It was only with the rise of agriculture that people learned to see themselves as separate from nature and judge what was right and wrong or good and evil. Agricultural societies were, and are, driven by philosophical principles based on mythical beliefs, rather than facts. Lacking a neutral, third-person perspective (and therefore the ability to engage in critical reasoning) the mythical mind perceives issues in terms of right or wrong in comparison to guiding beliefs. There are no in-between or shades-of-grey answers, nor much tolerance for individuality.

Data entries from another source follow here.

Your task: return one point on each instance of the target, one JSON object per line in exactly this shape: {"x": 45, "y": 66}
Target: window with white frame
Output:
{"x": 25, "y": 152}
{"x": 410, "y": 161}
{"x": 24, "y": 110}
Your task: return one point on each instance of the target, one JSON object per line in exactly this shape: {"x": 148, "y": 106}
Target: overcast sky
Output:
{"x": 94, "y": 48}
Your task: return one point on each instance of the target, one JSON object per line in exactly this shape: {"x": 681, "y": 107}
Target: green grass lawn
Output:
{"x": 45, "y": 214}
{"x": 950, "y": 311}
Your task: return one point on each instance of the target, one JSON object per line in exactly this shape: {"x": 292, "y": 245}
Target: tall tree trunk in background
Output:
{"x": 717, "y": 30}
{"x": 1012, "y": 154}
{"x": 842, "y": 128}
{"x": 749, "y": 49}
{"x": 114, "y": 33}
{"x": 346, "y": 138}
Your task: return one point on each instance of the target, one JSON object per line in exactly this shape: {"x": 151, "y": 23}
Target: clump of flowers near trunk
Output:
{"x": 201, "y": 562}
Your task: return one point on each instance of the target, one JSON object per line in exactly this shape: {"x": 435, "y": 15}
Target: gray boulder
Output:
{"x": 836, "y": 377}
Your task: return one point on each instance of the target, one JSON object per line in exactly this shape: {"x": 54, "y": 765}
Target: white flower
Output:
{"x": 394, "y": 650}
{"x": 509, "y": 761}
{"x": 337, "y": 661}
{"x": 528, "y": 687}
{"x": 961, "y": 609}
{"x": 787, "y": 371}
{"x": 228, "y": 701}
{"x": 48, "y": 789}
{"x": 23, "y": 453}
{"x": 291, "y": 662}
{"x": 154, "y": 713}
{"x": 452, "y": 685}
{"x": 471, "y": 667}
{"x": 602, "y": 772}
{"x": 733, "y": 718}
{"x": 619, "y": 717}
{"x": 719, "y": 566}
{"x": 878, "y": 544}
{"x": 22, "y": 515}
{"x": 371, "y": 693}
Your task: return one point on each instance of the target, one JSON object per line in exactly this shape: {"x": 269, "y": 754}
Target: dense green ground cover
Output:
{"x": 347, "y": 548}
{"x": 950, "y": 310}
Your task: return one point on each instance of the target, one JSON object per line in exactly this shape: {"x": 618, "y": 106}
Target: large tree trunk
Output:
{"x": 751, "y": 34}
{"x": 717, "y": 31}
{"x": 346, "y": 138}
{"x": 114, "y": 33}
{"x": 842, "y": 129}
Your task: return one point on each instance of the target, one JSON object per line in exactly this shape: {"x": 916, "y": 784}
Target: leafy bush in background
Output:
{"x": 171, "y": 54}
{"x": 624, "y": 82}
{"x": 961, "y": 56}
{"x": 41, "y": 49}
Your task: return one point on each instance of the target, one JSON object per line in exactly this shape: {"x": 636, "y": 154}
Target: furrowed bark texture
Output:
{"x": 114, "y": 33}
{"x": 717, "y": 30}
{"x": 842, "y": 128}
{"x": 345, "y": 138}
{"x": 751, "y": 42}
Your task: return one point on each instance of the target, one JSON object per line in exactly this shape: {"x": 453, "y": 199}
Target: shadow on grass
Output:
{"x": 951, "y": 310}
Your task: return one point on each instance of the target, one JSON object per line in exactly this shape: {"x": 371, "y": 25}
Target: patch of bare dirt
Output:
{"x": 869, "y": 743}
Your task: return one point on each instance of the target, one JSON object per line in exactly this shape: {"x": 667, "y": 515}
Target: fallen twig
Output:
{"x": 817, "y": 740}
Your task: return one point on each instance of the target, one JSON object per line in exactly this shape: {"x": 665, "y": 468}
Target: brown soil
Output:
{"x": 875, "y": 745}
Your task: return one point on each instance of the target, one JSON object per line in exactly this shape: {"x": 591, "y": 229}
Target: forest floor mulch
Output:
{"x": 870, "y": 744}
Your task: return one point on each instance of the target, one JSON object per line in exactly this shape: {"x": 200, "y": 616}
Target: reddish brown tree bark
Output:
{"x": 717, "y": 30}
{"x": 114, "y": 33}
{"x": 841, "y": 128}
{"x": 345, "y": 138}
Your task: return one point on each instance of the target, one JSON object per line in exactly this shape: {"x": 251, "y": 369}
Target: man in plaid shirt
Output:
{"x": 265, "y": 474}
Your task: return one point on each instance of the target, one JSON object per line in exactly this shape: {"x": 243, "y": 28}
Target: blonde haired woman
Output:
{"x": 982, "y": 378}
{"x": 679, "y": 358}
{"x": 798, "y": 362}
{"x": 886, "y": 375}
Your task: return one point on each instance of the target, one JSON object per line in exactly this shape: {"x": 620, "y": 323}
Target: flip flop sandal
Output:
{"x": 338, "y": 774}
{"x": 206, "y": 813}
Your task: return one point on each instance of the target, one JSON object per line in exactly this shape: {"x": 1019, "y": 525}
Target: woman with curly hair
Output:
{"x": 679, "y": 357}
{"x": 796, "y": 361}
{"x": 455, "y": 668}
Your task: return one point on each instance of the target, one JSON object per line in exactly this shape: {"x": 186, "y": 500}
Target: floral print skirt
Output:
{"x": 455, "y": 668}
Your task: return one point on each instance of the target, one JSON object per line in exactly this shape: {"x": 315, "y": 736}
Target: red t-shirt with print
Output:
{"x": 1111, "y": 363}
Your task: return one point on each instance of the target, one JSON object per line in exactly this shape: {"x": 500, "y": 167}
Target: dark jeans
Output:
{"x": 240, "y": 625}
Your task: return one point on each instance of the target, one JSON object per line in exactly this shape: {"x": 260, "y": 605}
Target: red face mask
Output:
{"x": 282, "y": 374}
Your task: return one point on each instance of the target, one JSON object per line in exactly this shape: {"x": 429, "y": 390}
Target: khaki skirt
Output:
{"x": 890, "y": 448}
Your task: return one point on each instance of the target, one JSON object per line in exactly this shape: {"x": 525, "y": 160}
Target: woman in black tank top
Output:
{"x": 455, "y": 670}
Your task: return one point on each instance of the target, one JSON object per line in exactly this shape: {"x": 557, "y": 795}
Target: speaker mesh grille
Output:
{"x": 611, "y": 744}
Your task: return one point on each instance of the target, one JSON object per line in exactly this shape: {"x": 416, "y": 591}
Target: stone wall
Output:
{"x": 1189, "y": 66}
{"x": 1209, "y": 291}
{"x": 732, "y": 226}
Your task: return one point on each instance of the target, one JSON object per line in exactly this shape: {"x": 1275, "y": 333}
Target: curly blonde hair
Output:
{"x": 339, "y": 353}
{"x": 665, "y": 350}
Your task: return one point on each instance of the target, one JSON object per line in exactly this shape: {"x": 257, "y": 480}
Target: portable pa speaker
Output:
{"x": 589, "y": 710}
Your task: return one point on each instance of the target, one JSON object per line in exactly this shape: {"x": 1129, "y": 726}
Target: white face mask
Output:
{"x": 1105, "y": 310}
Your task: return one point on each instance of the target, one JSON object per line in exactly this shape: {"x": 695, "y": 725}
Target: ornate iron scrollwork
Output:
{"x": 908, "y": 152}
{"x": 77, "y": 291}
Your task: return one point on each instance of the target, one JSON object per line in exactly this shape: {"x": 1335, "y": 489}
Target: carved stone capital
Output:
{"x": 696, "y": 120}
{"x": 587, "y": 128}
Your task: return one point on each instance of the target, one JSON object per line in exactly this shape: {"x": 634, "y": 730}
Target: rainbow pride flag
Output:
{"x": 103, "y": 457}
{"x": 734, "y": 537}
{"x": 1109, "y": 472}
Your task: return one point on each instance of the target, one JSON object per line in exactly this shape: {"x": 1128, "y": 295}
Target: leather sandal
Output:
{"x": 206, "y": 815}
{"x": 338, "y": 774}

Agricultural/mythical socities are strongly second-person oriented, pressuring people to conform to cultural norms. Strongly mythical cultures are usually governed by theocracies with little or no separation between church and state, much like present-day Iran. With the rise of agricultural states and an implicit hierarchical power structure, men set out to tame the wilds, to make nature bend to human will. They set out to conquer the world and enslave other races, to subdue nature and women and children, and any other man who was less advantaged in life.
The mythical worldview propagated a mentality of war and conquest, most notably through European colonialism. As our ancestors conquered tribal peoples around the world, they either converted or killed the heathen savages they subdued. In his book The Discovery and Conquest of Peru, Pedro Cieza de León documented the subjugation of the Inca people by his fellow Spaniards in the 1500s. The conquistadors were not government soldiers as we might imagine, but mercenaries in search of treasure. Pedro de Cieza referred to them simply as "Christians." They marched across Peru, slaughtering Indians by the thousands, raiding their crops, burning villages, capturing women as servants and concubines, and stealing their gold and silver, all while preaching that the Indians should convert to Christianity and live in peace with the Spaniards.
As Captain Francisco Pizzaro told one group of Indians, in the words of Pedro de Cieza, "They should forget their fallacious beliefs and useless sacrifices they made because it was only expedient to honor and serve God with sacrifices of good deeds and not with the shedding of blood of either men or animals. He declared that the Sun they worshipped was no more than an object created to illuminate and preserve the world, and that God Almighty had his seat in the most prominent place in the heavens, and that the Christians worshipped this God, whom they call Jesus Christ. Further if they did the same, He would grant them heaven's glory, and if they refused, He would cast them into hell forevermore."
Notes
1. Ken Wilber. Up from Eden. Quest Books: Wheaton, IL. 1981, 1996. Page 94.
2. Daniel Quinn. Ishmael. Bantam/Turner: New York. 1993. Pages 71 - 72.
3. Pedro Cieza de León. The Discovery and Conquest of Peru. Duke University Press: Durham and London. 1998. Page 122.